Sasha remained silent until he pulled up in front of the villa. Then, lifting a hand, she tucked a strand of hair behind her ear. ‘How did it happen?’ she asked softly.
Releasing his clammy grip on the steering wheel, Marco flicked a glance at the villa door. He knew he’d find no respite within. If anything, the memories were more vivid inside. He didn’t need to close his eyes to see his mother laughing at Rafael’s shameless cajoling, her soft hazel eyes sparkling as she wiped her hands on a kitchen towel moments before rushing out of the villa.
‘For his twenty-first birthday my father bought Rafael a Lamborghini. We celebrated at a nightclub in Barcelona. Afterwards I flew down here in the helicopter with my parents. Rafael chose to drive from Barcelona—five hours straight. He arrived just after breakfast, completely wired from partying. I tried to convince him to get some sleep, but he wanted to take my parents for a spin in the car.’
The familiar icy grip of pain tightened around his chest.
‘Rafael was my mother’s golden boy. He could do no wrong. So of course she agreed.’ Marco felt some of the pain seep out and tried to contain it. ‘My father insisted later it was the sun that got in Rafael’s eyes as he turned the curve, but one eyewitness confirmed he took the corner too fast. I heard the crash from the garage.’ Every excruciating second had felt like a lifetime as he sped towards the scene. ‘By the time the air ambulance came my mother was gone.’
‘Oh, Marco, no!’
Sasha’s voice was a soft, soothing sound. The ache inside abated, but it didn’t disappear. It never would. He’d lost his mother before he’d ever had the chance to make up for what he’d put her through.
‘I should’ve stopped him—should’ve insisted he get some sleep before taking the car out again.’
‘You couldn’t have known.’
He shook his head. ‘But I should have. Except when it comes to Rafael everyone seems to develop a blind spot. Including me.’
Vaguely, Marco wondered why he was spilling his guts. To Sasha Fleming, of all people. With a forceful wrench on the door, he stepped out of the car.
She scrambled out too. ‘And your father? What happened to him?’
His fist tightened around the computerised car key. ‘The accident severed his spine. He lost the use of his body from the neck down. He’s confined to a wheelchair and will remain like that for the rest of his life.’
Sasha looked after Marco’s disappearing figure, shocked by the astonishing revelation.

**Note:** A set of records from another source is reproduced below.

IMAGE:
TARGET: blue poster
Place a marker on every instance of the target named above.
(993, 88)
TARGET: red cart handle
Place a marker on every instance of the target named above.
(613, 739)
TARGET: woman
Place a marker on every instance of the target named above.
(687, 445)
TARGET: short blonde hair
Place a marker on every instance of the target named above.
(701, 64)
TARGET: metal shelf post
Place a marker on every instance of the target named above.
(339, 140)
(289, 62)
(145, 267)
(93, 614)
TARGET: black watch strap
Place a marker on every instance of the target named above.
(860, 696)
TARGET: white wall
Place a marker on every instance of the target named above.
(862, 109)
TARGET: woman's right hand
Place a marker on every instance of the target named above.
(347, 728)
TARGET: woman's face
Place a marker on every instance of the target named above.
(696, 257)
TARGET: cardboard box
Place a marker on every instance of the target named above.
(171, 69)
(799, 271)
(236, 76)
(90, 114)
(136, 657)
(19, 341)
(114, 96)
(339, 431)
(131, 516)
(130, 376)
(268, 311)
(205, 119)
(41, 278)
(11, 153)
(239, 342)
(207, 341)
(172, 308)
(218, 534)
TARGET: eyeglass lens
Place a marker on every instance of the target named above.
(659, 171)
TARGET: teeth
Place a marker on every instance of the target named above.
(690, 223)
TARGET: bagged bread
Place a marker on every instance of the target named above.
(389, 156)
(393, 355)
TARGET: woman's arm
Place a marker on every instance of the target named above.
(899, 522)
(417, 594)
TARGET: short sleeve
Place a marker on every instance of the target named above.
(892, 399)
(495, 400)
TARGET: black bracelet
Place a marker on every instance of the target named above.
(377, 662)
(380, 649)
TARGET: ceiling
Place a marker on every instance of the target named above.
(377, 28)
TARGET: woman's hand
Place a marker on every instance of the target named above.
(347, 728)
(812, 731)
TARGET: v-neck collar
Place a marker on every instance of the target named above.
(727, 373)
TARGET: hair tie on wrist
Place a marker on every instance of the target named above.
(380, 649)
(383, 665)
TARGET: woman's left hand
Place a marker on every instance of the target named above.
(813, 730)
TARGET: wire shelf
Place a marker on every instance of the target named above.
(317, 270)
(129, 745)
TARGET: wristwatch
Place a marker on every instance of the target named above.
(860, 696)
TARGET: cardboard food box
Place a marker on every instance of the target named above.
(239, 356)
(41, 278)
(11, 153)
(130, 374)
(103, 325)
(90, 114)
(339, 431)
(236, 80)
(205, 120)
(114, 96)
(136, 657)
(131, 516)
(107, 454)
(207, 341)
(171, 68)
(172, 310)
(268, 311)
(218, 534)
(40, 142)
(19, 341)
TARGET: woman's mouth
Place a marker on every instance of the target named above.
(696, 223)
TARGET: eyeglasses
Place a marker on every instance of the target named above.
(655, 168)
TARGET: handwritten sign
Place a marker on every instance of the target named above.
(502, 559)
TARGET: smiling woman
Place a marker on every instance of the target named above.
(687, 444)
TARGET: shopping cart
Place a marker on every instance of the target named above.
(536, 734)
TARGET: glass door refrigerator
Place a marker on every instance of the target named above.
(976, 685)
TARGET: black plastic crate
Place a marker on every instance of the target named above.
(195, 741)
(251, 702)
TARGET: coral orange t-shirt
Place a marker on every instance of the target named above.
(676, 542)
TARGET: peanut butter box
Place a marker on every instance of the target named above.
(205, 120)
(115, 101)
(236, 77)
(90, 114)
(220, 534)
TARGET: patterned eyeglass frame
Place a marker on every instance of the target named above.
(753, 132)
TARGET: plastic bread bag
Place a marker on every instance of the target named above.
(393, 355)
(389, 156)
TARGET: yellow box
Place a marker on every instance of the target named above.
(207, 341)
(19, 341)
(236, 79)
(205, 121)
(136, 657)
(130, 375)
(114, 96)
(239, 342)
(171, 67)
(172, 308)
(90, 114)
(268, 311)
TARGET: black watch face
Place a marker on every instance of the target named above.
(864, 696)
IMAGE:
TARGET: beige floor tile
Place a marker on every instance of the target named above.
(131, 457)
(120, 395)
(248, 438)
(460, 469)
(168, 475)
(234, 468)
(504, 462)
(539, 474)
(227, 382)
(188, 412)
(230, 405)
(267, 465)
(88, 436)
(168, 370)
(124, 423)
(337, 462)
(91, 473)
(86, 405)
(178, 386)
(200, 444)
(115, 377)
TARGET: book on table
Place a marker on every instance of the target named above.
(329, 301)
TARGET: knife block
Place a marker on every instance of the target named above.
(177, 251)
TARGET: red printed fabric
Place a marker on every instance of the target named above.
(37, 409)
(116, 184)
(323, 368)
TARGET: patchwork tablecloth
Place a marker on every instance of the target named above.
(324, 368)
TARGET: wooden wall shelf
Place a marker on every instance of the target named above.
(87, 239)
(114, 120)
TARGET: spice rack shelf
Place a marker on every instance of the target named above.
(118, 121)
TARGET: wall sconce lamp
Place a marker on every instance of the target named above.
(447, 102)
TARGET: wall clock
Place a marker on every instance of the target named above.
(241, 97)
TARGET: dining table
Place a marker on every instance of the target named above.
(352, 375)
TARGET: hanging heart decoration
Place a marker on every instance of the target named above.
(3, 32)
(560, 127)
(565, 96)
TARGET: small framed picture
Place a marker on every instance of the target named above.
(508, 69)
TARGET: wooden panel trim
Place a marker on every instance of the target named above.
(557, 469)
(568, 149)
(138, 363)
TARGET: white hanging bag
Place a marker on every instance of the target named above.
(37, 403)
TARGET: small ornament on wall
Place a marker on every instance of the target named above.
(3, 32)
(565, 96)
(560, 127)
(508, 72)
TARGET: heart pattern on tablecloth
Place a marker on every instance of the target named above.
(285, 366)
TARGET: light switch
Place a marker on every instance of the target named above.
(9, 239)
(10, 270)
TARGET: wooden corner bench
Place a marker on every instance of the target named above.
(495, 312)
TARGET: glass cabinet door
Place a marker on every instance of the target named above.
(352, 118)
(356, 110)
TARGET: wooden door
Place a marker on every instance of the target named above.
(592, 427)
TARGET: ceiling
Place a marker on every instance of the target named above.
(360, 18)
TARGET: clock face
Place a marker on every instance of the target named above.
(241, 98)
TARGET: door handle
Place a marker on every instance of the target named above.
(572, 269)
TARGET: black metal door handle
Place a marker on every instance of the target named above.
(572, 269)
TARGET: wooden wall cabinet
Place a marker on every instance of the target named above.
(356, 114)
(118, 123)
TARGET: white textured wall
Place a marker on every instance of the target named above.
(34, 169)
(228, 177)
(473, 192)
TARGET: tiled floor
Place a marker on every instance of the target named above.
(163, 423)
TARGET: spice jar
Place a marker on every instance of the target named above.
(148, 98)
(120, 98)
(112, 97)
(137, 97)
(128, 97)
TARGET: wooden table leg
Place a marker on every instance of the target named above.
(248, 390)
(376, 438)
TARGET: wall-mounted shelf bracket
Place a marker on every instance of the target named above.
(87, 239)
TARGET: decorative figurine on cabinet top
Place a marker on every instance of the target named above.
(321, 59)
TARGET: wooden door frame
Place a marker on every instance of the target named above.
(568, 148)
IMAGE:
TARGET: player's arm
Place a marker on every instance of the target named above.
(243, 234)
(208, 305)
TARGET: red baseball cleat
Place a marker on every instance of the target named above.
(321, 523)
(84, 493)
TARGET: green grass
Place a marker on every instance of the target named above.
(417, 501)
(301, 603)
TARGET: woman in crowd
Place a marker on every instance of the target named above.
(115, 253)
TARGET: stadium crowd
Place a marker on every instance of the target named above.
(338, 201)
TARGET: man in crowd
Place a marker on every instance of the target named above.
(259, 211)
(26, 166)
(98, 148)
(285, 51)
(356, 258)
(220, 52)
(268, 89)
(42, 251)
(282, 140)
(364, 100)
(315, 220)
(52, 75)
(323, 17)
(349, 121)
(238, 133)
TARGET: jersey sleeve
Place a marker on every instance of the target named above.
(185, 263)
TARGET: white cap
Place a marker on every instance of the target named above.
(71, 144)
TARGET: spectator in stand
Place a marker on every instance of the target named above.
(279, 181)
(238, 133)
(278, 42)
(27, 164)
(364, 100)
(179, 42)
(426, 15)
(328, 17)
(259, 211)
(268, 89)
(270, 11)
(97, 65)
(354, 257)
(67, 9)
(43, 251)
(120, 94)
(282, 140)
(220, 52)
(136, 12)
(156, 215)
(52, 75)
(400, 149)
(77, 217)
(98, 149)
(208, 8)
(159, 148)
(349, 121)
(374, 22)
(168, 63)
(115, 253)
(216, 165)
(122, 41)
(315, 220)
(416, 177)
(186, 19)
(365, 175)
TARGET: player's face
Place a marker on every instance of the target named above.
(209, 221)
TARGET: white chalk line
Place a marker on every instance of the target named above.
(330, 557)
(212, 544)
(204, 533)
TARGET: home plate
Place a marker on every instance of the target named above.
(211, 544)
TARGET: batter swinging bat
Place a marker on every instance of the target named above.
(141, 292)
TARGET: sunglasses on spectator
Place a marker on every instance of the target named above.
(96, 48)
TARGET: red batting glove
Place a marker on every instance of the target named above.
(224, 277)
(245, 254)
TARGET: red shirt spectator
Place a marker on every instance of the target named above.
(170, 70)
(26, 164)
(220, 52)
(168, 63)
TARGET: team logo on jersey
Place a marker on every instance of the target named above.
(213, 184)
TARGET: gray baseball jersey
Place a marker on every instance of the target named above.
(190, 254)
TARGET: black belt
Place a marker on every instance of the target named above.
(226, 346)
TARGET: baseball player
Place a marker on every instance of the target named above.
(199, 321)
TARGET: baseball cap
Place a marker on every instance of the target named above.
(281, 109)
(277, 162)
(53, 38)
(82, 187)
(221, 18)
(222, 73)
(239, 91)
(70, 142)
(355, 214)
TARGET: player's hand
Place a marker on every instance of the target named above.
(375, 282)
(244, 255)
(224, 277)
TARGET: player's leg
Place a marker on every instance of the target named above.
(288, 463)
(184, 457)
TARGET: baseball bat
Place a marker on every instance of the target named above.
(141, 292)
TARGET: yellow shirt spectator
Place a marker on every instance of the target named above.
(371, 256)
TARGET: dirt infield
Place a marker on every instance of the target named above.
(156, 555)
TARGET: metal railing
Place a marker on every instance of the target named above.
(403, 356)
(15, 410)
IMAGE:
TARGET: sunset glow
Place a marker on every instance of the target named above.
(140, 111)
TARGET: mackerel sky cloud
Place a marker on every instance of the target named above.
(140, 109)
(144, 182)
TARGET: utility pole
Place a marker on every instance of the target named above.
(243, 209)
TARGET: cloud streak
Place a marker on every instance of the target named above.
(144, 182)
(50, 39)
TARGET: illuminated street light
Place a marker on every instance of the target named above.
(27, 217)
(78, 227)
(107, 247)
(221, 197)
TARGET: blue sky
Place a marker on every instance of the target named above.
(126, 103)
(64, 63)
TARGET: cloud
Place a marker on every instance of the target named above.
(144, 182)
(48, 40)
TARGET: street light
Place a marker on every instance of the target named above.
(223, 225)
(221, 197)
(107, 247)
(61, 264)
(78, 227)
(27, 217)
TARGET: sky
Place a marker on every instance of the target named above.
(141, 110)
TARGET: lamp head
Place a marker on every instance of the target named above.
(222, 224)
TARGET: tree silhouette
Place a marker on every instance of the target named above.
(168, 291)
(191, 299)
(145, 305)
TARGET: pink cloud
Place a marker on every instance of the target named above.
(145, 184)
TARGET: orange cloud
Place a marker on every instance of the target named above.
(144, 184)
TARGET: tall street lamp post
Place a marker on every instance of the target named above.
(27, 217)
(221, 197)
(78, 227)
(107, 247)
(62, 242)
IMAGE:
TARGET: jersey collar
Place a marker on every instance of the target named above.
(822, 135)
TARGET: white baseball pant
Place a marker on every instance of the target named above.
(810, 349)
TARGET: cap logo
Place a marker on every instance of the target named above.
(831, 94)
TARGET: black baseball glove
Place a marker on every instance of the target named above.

Now Marco’s motives became clear. His overprotective attitude towards Rafael, his reaction to the crash, suddenly made sense. Watching his mother die on the race track he’d built had to be right up there with enduring a living hell every time he stepped foot on it.
So why did he do it?
Marco de Cervantes was an extraordinary engineer and aerodynamicist, who excelled in building astonishingly fast race cars, but he could easily have walked away and concentrated his design efforts on the equally successful range of exclusive sport cars favoured by Arab sheikhs and Russian oligarchs.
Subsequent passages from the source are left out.